GC Mark, Sweep, and Compact Basics
The Mark and Sweep algorithm is the basis for garbage collection in Java. Although the actual algorithms used by the JVM are considerably more complex, the mark and sweep algorithm forms the basis of garbage collection in the JVM and must be understood.
As you might have guessed, there are two main phases in a mark and sweep GC cycle, i.e. Mark and Sweep.
- Mark Phase - The mark phase involves tracing the entire heap for live objects. The JVM does the following during the mark phase:
- The GC holds a pointer to every object allocated on the heap, known as the "allocation list", aka "ordinary object pointer (oop) table". Garbage collection iterates through every pointer in the allocation list and clears the mark bit, i.e. makes them eligible for collection.
- Find all live objects by navigating from their corresponding GC root and setting the mark bit.
- Sweep Phase - The sweep phase identifies dead objects by:
- Looping through the allocation list again
- Free memory where the mark bit is clear
- Removing identified dead objects from the allocation list.[^4]
- Looping through the allocation list again
The above two phases by themselves will leave memory fragmented. In order to remove fragmentation, a number of GC algorithms have a compaction phase. This phase relocates objects, so that allocated memory is contiguous. Since objects are relocated in memory all pointers/references to that object are also updated.
|Mark Sweep Compact
The diagram above illustrates the three phase. In phase one, we allocate five objects, i.e. A, B, C, D, and E. A has a reference to B, D, and E, while B has a reference to C. Let's assume an application threads removes the reference between A and B. When a GC cycle is triggered, the mark phase sets all the mark bits to zero. It then walks the object graph from the GC roots flipping the mark bit to 1 for all live objects. Objects with the mark bit set to zero are dead objects and must be removed. The sweep phase removes all objects with the mark bit as zero. Notice the sweep phase leaves memory fragmented. The compact phase rearranges objects so that we have contiguous free memory blocks.

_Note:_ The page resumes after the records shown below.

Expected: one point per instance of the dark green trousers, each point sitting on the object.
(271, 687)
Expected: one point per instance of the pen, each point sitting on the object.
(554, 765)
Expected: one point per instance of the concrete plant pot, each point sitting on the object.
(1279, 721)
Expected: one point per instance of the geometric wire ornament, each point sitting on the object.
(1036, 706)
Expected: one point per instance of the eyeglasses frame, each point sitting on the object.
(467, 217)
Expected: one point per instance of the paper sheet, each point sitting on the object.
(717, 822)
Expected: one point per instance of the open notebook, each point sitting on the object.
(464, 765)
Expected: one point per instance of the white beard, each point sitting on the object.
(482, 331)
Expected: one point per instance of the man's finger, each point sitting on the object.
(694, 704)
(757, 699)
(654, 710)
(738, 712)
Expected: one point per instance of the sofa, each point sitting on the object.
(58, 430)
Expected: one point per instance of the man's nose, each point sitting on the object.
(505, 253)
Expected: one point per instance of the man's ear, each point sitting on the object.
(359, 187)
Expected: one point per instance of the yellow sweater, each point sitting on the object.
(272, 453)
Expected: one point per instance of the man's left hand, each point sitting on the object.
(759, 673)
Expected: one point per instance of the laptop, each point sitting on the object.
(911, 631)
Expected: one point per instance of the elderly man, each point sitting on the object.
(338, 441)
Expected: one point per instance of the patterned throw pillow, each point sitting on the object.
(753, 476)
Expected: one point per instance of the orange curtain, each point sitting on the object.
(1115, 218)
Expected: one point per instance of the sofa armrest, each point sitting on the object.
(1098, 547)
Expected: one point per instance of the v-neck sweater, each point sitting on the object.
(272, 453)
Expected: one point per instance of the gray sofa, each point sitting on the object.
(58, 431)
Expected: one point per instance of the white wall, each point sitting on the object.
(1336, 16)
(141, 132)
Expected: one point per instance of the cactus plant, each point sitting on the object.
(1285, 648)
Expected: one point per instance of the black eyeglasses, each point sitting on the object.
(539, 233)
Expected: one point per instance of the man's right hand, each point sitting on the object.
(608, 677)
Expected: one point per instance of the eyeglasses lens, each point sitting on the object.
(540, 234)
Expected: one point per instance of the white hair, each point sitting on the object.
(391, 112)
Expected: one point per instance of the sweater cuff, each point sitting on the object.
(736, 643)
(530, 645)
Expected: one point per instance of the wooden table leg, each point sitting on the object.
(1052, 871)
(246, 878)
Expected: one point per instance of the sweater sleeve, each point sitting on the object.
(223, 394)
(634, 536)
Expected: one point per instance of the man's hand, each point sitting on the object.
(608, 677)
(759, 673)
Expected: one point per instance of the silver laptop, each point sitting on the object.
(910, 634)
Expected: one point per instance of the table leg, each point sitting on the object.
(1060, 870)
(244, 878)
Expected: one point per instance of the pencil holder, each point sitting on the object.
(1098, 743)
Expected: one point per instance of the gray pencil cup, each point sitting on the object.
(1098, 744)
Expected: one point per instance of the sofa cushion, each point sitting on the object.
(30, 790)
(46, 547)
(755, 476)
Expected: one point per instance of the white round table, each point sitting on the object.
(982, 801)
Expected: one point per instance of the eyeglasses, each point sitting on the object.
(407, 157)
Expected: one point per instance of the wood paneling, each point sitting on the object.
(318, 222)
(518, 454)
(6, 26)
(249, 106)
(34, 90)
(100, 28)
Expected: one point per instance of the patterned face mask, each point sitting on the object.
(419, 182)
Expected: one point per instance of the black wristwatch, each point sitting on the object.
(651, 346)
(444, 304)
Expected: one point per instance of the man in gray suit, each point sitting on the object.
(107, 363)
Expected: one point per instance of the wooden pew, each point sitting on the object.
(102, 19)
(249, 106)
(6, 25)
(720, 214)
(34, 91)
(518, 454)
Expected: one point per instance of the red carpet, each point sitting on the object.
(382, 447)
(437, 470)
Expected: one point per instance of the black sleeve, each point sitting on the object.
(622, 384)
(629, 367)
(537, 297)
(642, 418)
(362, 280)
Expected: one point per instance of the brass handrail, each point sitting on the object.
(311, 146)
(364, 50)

A> The Mark, Sweep, and Compact phases described here are just the basics. The actual GC algorithms used by the JVM are much more complicated.[^4]
To run the garbage collection safely (without any concurrency issues) older GC algorithms stop all application threads (Stop the World Pauses) so that memory can be safely reclaimed. Thus a GC cycle does the following:
- Stops all application threads
- Runs garbage collection
- Starts all application threads again
|Stop The World Pauses
Newer GC algorithms (concurrent algorithms) employ various techniques to minimise STW GC pauses. Concurrent algorithms have managed to do most of the work concurrently but still require small GC pauses.
The above steps are a very simplistic approach to GC. GC algorithms employ various variations to the above three steps depending on what they are trying to achieve. Popular variations of these phases are:
Mark Sweep - This is the classic mark-and-sweep approach described above. This combination chooses to only execute the mark and sweep phase in a GC cycle. Thus dead objects are identified (mark) and removed (sweep), but memory is not compacted. Memory is recycled/reused in place. There is no memory movement to build contiguous memory blocks. The natural consequence of this approach is memory fragmentation. The CMS collector is an excellent example of a GC algorithm that only employs the mark and sweep phases. The diagram below illustrates the memory layout before and after a mark and sweep cycle. The key thing to notice is memory fragmentation after the dead objects are collected.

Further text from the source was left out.